While the methodology for determining the orientation and relative magnitude of in situ stresses is now well-established [e.g. Zoback and Zoback, 1989, 1991, 1980] and has been utilized at literally thousands of sites around the world [e.g. Zoback, 1992], there have been extremely few sites where in situ stress magnitude has been measured at depths greater than 2-3 km, see review in Brudy et al. [1997]. This is in part due to the very few deep boreholes drilled but also because conventional stress magnitude measurement techniques, e.g. overcoring and hydraulic fracturing, are technically extremely difficult in deep boreholes. Recent developments [Brudy and Zoback, 1999, 1993; Peška and Zoback, 1995] in the interpretation and analysis of drilling-induced compressive and tensile failures in wellbore image data have, however, made stress orientation and magnitude estimation considerably easier and also allow for a continuous stress profile along the borehole. The use of an ``integrated stress measurement strategy'' (ISMS) for continuous stress orientation and magnitude estimation was first reported from the Cajon Pass borehole [Zoback and Healy, 1992] and was further extended [Brudy et al., 1997] in the stress analysis of the KTB deep borehole. The ISMS involved a combination of direct measurement of the least principal stress, using hydraulic fracturing, and detailed analysis of extensive drilling-induced wellbore failure. For later reference I have included, see Figure 12, the stress profiles from the Cajon Pass borehole [Vernik and Zoback, 1992] and from the KTB main borehole [Brudy et al., 1997]. An ISMS is utilized in Paper I of this thesis and I will briefly review the new wellbore image data methods here, starting however with the well-established but very important hydraulic fracturing method.

Figure: State of stress inferred from the Cajon Pass and KTB scientific boreholes, both drilled into crystalline rock.
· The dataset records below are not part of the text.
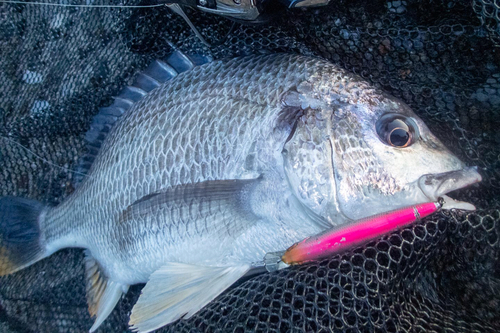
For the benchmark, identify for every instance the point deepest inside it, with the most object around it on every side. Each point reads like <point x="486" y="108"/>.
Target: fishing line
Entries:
<point x="81" y="6"/>
<point x="43" y="159"/>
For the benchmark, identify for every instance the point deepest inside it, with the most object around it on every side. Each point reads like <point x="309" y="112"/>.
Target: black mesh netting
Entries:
<point x="60" y="64"/>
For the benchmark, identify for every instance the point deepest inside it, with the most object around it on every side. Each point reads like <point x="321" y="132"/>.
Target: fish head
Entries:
<point x="352" y="159"/>
<point x="384" y="157"/>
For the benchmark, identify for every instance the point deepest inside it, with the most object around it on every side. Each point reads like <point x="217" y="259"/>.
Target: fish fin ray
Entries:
<point x="224" y="202"/>
<point x="20" y="243"/>
<point x="179" y="290"/>
<point x="102" y="293"/>
<point x="157" y="73"/>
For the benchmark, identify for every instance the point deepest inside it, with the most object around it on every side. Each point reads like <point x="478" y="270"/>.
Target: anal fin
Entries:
<point x="102" y="293"/>
<point x="179" y="290"/>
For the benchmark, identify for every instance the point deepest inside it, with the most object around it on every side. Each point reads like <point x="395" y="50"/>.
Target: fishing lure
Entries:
<point x="343" y="237"/>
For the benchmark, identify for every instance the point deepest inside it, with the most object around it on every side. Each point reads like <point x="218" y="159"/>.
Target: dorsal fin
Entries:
<point x="102" y="293"/>
<point x="157" y="73"/>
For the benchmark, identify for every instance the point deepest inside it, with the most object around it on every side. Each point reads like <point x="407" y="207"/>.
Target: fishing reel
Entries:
<point x="244" y="11"/>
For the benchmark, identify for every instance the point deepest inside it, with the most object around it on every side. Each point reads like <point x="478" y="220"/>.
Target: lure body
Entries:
<point x="341" y="238"/>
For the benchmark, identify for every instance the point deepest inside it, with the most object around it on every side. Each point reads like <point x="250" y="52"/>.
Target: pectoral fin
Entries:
<point x="180" y="290"/>
<point x="219" y="207"/>
<point x="102" y="293"/>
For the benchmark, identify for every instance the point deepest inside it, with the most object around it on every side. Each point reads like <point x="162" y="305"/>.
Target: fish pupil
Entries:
<point x="399" y="137"/>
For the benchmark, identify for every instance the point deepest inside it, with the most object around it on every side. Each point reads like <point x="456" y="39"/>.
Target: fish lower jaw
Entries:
<point x="435" y="186"/>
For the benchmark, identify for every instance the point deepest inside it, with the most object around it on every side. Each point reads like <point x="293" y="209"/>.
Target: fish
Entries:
<point x="221" y="164"/>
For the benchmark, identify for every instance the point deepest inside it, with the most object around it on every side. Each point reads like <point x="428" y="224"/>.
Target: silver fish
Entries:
<point x="219" y="166"/>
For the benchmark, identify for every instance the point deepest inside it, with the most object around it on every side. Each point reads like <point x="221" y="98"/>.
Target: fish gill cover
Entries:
<point x="60" y="64"/>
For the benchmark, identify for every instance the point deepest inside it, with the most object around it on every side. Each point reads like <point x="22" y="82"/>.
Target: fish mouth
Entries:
<point x="435" y="186"/>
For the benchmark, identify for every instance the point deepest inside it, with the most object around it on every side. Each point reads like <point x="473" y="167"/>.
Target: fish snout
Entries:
<point x="438" y="185"/>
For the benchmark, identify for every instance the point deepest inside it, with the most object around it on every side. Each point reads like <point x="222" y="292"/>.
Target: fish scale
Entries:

Left) Stress profile from the Cajon Pass borehole using the hydrofracturing data of Zoback and Healy [1992] for $S_h$ and the borehole breakout analysis of Vernik and Zoback [1992] for $S_H$, assuming nonporous rock ( $\alpha = 0$). Figure modified from Vernik and Zoback [1992]. Right) Stress profile from the KTB boreholes. Stress magnitudes from hydraulic fracturing in the pilot hole is shown as solid, $S_h$, and open, $S_H$, squares. Between 3 km and 6.8 km, the results from the combined analysis of borehole breakouts and induced tensile fractures have been merged into a solid, $S_h$, and an open, $S_H$, polygon. Below 6.8 km the $S_H$ magnitude is only calculated from tensile fractures. At 7, 7.7 and 9 km km only the estimation for the least possible $S_h$ magnitude is shown. Figure modified from Brudy et al. [1997].